Consider a file with only the simple 32-bit x86 assembly statement:
If I assemble this file with nasm -f elf I get:
0: e8 7c 65 06 c1 call 0xc1066581
If I use GCC and specify -Ttext=0 and -nostdlib I get:
0: e8 7b 65 06 c1 call c1066580
-nostdlib Do not use the standard system startup files or libraries when linking. No startup files and only the libraries you specify are passed to the linker, and options specifying linkage of the system libraries, such as -static-libgcc or -shared-libgcc, are ignored.
But what exactly does -Ttext=0 do? I use it to specify the entry address the EIP starts at when it is loaded/executed. I'm unable to find -Ttext in the manpages, when I search online I found this:
"-Ttext is an alias for "--section-start=text", which reads as: --section-start=sectionname=org Locate a section in the output file at the absolute address given by org. You may use this option as many times as necessary to locate multiple sections in the command line. org must be a single hexadecimal integer; for compatibility with other linkers, you may omit the leading 0x usually associated with hexadecimal values.

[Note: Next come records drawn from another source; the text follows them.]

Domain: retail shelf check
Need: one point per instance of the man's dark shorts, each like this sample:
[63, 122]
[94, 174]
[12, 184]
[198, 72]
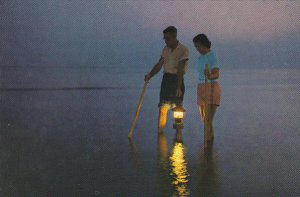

Note: there should be no white space between sectionname, the equals sign ("="), and org."
However, I don't find --section or sectionname in my manpage either, and when I try to replace -Ttext with --section-name I get that this is an unrecognized argument (this is GCC 4.7.2 if it is relevant).
Could someone tell me if this explanation (of -Ttext) is accurate and where I can find it in my manual? If it is not accurate, what does -Ttext really do?
My other question is: How does one specify a similar argument as -Ttext to nasm? Or in other words, what do I need to do to make nasm produce the same output as gcc does?
I tried to execute the same assemble statements (with nasm and gcc) on both a 64-bit and 32-bit system, I get the same results.